That man was located in the home dugout at Nationals Park last night. Jim Riggleman's 1995 Cubs went 4-0 before Riggs' first loss.

The only other Cubs managers to do that well in their first few games after taking over the club are Frank Chance, whose 1905 Cubs went 5-0 when he took over at midseason from an ailing Frank Selee; Rogers Hornsby, who managed the 1930 Cubs to a 4-0 record in the final four games of that season, and Jim Essian, who went 5-0 after taking over from the fired Don Zimmer in 1991.

So Quade has a chance to get into rare territory, and as noted yesterday, the team has a different feel about it. Television cameras found Quade at the top step of the dugout, engaged in conversation with Alan Trammell, and when he came out to take Carlos Zambrano out of the game in the eighth inning, he did it with a smile on his face and Big Z knew it was time, too.

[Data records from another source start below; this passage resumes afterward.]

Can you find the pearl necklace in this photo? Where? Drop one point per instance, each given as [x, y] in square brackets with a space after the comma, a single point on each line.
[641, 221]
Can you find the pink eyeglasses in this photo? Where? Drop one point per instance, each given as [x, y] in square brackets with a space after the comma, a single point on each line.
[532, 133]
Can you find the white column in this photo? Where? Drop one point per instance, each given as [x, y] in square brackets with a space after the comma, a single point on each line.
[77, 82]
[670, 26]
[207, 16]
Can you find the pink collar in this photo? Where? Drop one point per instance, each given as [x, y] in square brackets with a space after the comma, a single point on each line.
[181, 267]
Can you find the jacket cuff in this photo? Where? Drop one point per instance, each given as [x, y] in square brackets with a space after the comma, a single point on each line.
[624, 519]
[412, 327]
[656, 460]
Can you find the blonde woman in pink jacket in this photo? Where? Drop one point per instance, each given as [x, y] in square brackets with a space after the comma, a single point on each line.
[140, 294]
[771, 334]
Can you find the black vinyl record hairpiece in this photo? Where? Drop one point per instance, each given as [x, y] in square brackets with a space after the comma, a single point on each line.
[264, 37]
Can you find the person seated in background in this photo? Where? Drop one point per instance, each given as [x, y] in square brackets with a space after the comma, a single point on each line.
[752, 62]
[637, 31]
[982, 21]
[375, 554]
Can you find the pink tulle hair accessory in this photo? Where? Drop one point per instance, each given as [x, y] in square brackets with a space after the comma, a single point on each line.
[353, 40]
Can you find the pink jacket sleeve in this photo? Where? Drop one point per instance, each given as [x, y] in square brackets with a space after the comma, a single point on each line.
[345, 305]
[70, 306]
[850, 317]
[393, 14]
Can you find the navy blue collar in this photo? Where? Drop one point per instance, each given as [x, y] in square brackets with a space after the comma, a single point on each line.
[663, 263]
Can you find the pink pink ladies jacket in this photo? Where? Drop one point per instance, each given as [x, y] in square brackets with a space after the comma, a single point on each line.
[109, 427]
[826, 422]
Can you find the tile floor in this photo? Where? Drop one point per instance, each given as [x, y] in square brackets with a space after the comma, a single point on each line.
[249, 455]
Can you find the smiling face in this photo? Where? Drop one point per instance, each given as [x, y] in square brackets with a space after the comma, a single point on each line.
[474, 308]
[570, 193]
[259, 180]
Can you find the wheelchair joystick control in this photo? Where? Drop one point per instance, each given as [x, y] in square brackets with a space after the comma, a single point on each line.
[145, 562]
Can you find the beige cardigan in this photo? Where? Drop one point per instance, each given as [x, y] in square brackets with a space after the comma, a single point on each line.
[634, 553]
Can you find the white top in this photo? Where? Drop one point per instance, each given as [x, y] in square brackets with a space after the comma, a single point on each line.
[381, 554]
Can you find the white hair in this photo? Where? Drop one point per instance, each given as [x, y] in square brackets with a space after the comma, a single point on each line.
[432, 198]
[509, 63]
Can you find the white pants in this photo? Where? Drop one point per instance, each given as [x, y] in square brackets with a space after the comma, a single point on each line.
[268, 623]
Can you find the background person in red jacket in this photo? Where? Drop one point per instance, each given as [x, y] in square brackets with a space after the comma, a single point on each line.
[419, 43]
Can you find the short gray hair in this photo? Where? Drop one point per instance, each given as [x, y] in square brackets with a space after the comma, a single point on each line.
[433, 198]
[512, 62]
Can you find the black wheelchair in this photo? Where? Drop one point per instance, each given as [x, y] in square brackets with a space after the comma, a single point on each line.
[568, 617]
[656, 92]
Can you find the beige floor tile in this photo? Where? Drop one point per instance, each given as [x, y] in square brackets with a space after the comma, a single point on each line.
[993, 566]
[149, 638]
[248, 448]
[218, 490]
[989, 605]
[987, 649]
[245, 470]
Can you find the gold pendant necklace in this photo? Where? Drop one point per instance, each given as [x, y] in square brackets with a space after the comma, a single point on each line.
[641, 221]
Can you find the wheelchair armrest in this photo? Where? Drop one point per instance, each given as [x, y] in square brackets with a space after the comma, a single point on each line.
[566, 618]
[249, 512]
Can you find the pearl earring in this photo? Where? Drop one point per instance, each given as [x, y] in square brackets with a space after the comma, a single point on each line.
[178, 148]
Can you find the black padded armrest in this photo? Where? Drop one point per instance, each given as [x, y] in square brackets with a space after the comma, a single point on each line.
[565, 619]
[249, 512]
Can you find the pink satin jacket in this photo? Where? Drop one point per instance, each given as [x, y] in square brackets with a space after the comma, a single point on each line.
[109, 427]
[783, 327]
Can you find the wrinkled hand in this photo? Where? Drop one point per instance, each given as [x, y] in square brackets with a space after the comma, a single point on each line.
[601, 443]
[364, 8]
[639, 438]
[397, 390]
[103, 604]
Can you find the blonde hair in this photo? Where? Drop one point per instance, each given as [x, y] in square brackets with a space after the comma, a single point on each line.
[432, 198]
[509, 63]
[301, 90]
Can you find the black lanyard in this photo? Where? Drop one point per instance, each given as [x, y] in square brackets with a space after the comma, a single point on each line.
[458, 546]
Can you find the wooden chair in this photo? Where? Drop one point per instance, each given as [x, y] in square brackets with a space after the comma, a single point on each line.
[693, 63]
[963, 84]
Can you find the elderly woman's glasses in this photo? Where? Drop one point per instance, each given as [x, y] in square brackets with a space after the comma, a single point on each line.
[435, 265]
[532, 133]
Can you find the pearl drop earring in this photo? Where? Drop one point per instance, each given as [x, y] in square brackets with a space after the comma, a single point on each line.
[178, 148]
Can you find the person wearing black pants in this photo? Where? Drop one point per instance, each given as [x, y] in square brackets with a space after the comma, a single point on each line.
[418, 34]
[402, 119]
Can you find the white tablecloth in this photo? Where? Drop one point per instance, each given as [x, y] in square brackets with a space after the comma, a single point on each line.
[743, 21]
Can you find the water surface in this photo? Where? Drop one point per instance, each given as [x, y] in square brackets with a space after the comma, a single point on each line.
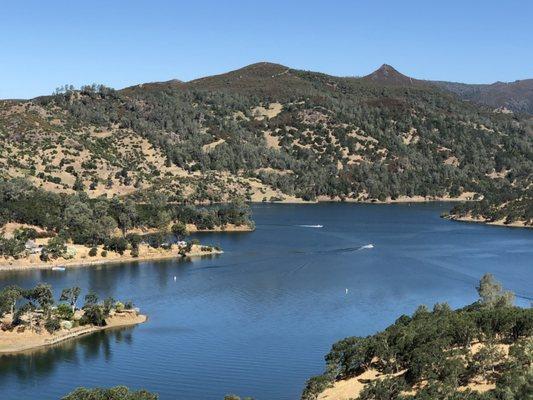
[258, 319]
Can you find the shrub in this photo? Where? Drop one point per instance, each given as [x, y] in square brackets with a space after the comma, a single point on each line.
[116, 393]
[52, 325]
[135, 252]
[64, 311]
[93, 315]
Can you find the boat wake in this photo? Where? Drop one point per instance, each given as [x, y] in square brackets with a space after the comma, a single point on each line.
[351, 249]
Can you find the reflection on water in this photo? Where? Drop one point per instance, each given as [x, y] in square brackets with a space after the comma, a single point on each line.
[42, 362]
[258, 319]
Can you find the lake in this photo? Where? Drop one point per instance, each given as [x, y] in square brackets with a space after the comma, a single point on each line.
[258, 320]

Zambrano had his best start in nearly a year last night in Washington. He threw 68 strikes in 108 pitches, allowed just five singles and a walk and struck out eight. If nothing else, he increased his trade value considerably; if he keeps up this kind of work, maybe the Cubs can consider him as a valuable part of the 2011 rotation. His numbers as a starter this year are still a bit unsightly, but better after last night: 68.2 IP, 73 H, 38 BB, 58 K, 4.59 ERA, 1.63 WHIP. In the four starts since returning from the restricted list: 24 IP, 20 H, 6 ER, 16 BB, 15 K (2.25 ERA, 1.29 WHIP).

I still think Z may have burned too many bridges to stay. But with a new manager now, and perhaps another one in 2011, maybe this is a new Z; maybe he can stay; maybe he will at last be worth the money he's being paid. He sure looked like it last night.

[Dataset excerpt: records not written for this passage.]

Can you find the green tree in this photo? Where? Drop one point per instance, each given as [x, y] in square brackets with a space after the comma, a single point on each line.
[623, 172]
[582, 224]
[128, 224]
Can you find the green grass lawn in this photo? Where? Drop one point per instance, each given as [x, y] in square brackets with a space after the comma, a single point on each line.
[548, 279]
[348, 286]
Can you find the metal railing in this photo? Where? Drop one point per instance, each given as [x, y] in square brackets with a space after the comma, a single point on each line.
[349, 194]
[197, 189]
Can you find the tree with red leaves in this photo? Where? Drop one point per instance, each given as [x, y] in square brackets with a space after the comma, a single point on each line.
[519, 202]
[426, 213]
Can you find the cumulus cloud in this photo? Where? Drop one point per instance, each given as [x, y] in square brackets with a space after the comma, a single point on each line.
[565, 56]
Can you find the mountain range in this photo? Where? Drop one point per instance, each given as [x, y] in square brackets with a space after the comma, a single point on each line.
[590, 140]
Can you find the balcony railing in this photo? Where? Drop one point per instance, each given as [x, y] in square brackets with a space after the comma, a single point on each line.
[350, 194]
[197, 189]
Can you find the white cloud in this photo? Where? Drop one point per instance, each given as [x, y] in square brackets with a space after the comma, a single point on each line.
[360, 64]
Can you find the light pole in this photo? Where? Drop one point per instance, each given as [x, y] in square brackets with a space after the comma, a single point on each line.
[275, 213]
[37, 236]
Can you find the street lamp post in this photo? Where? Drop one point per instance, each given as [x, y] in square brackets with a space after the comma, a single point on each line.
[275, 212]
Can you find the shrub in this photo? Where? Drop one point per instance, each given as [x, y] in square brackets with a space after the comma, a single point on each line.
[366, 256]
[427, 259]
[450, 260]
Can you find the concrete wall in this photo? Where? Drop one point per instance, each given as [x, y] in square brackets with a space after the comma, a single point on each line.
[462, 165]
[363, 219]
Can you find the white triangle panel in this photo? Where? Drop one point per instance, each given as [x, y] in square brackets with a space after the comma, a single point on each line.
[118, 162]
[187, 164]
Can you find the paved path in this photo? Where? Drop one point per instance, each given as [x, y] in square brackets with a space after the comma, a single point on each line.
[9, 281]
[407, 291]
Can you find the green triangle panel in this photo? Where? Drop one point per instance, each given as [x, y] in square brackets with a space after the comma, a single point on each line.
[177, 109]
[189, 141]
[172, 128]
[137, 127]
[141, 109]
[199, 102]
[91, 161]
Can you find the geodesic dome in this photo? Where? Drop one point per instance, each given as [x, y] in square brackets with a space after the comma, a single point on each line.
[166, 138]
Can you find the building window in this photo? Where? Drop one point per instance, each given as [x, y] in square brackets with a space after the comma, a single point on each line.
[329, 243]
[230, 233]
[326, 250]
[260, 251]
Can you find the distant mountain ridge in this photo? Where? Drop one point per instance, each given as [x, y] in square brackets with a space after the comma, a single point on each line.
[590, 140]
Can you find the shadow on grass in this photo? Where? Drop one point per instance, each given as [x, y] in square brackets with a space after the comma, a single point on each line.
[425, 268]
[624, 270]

And Z did all this knowing his 11-year-old nephew is fighting for his life in Venezuela. Zambrano will spend the next three days in his home country before returning in time for his next scheduled start.

Zambrano said he called his brother before making his fourth start since returning to the rotation.

"He told me not to worry about what's happening there, just worry about what's going on here," Zambrano said. "And he told me: 'Dedicate that game to my son.'

"Every pitch I threw in the first inning, I was saying: 'This is for you. Don't give up, don't give up. Just pitch this game for him.'"

I wish for the best for Zambrano and his family.

Carlos Marmol -- now, there's another story. Marmol nearly blew the game after taking over for Sean Marshall in the eighth inning (and Marshall wasn't that great, either, walking a pair). Marmol's command was off, and he wound up loading the bases in the ninth before giving up a bases-clearing line drive down the right-field line to Adam Kennedy. Fortunately, the Cubs led 5-1 at the time; when Ryan Zimmerman yanked a fly ball to right, it at first appeared to be another "Oh, not again" moment, as I had visions of it just clearing the wall.

Fortunately, Kosuke Fukudome caught it right in front of the out-of-town scoreboard to complete the Cubs' 5-4 win over the Nationals.

All five Cubs runs came courtesy of a pair of homers; the first one, by Alfonso Soriano, gave Sori his ninth straight year with 20 or more HR. There are only four other active players who have accomplished that feat: Alex Rodriguez, Albert Pujols, David Ortiz and ... Adam Dunn. The other was hit by Tyler Colvin. Colvin's blast followed a throwing error by Nats SS Alberto Gonzalez; that turned out to be the difference in the game.

Colvin's home run was his 19th, which leads all MLB rookies this year and which is only six homers short of Billy Williams' team rookie record of 25, set in 1961; that helped Billy win the NL Rookie of the Year award. Geovany Soto came within two of that number in his ROY season in 2008. Colvin won't win the award, obviously, but the home runs ought to get some attention. They come in only 302 at-bats, implying Colvin could hit 30 or more in a full season.

Isn't it nice to talk about wins and positive things for once?